The Federal Migration Service has proposed taking DNA samples from foreign workers coming to Russia, Konstantin Romodanovsky, head of the service, said Tuesday at a meeting of the Federation Council.
He also said that the agency had received more than 3 million sets of fingerprints from foreign workers in 2013 and 700,000 since the beginning of this year, RIA Novosti reported.
Mandatory fingerprints for immigrant workers were introduced in January 2013, and the migration service recently announced plans to expand the program to workers' family members aged 12 or older. Russian citizens' passports for foreign travel with fingerprint data were also tested by the FMS in major cities during 2013 and will be issued on a mass scale for those looking to cross their countries' borders.
Romodanovsky said that last year about 17.7 million foreigners visited Russia, with about three quarters coming from Commonwealth of Independent States countries and 13 percent coming from the European Union.
The number of foreigners visiting Russia has climbed 40 percent in the last four years, he said.

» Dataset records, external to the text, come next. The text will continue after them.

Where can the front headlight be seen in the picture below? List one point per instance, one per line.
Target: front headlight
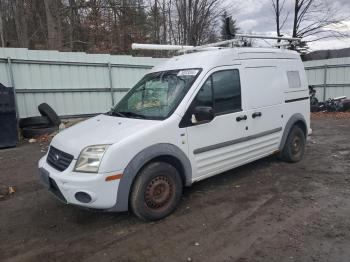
(90, 158)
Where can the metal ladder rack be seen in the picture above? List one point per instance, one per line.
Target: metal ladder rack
(211, 46)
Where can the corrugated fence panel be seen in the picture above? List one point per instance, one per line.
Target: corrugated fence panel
(336, 73)
(72, 83)
(79, 83)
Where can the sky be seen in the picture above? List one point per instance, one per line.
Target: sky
(256, 17)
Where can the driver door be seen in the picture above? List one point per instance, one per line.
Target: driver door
(215, 146)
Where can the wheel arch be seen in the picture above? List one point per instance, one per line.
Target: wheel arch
(296, 119)
(168, 153)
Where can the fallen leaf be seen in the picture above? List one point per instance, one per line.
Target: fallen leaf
(11, 190)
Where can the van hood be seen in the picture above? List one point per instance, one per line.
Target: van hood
(102, 129)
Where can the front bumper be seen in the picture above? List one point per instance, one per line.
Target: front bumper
(65, 186)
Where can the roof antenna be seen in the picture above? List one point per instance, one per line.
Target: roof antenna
(228, 28)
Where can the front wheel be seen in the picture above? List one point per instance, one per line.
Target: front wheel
(294, 147)
(156, 191)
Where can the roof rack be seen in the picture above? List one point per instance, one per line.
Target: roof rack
(211, 46)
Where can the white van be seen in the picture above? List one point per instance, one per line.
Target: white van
(192, 117)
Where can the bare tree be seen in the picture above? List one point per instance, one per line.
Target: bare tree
(20, 22)
(53, 23)
(312, 17)
(278, 8)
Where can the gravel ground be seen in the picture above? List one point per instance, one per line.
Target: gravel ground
(264, 211)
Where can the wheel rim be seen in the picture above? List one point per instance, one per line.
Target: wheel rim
(158, 193)
(296, 145)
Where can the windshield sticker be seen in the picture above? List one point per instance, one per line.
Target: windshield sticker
(188, 72)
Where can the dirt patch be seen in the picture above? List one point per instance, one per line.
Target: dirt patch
(265, 211)
(331, 115)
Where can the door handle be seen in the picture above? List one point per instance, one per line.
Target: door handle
(256, 114)
(239, 118)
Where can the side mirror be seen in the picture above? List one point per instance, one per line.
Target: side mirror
(202, 114)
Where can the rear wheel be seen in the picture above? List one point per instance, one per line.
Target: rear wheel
(294, 147)
(156, 191)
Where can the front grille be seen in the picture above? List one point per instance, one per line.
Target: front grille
(58, 159)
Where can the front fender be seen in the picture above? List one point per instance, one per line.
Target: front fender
(139, 161)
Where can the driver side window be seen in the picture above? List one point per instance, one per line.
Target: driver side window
(221, 91)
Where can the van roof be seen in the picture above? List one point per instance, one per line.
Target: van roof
(221, 57)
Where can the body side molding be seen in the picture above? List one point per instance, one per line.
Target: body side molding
(235, 141)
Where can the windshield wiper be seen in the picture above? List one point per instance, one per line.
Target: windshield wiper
(132, 114)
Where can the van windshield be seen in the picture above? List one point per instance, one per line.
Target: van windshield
(156, 95)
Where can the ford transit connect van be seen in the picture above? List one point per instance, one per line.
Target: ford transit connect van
(192, 117)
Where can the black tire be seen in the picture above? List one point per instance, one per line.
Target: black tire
(42, 121)
(30, 132)
(156, 191)
(294, 148)
(46, 110)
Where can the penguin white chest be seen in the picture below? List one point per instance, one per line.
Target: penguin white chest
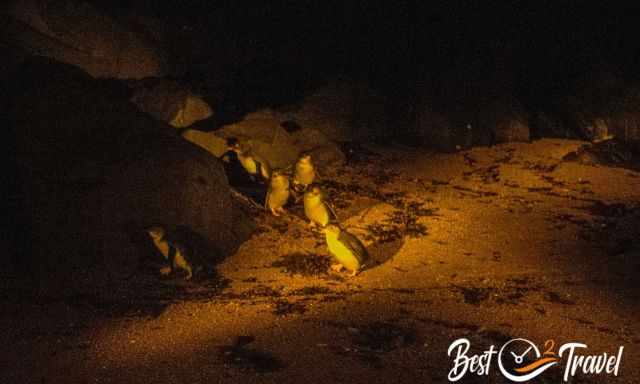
(249, 164)
(343, 254)
(163, 247)
(304, 174)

The DNA sample proposal comes amid other restrictions largely aimed at immigrant workers from Central Asia, such as a recently passed law requiring residency applicants to prove their knowledge of Russian history, Russian language and the fundamentals of Russian law, though exceptions will be made for highly qualified specialists, their families and students.
Romodanovsky said Tuesday that 10.9 million foreign citizens are currently in Russia, including tourists and students.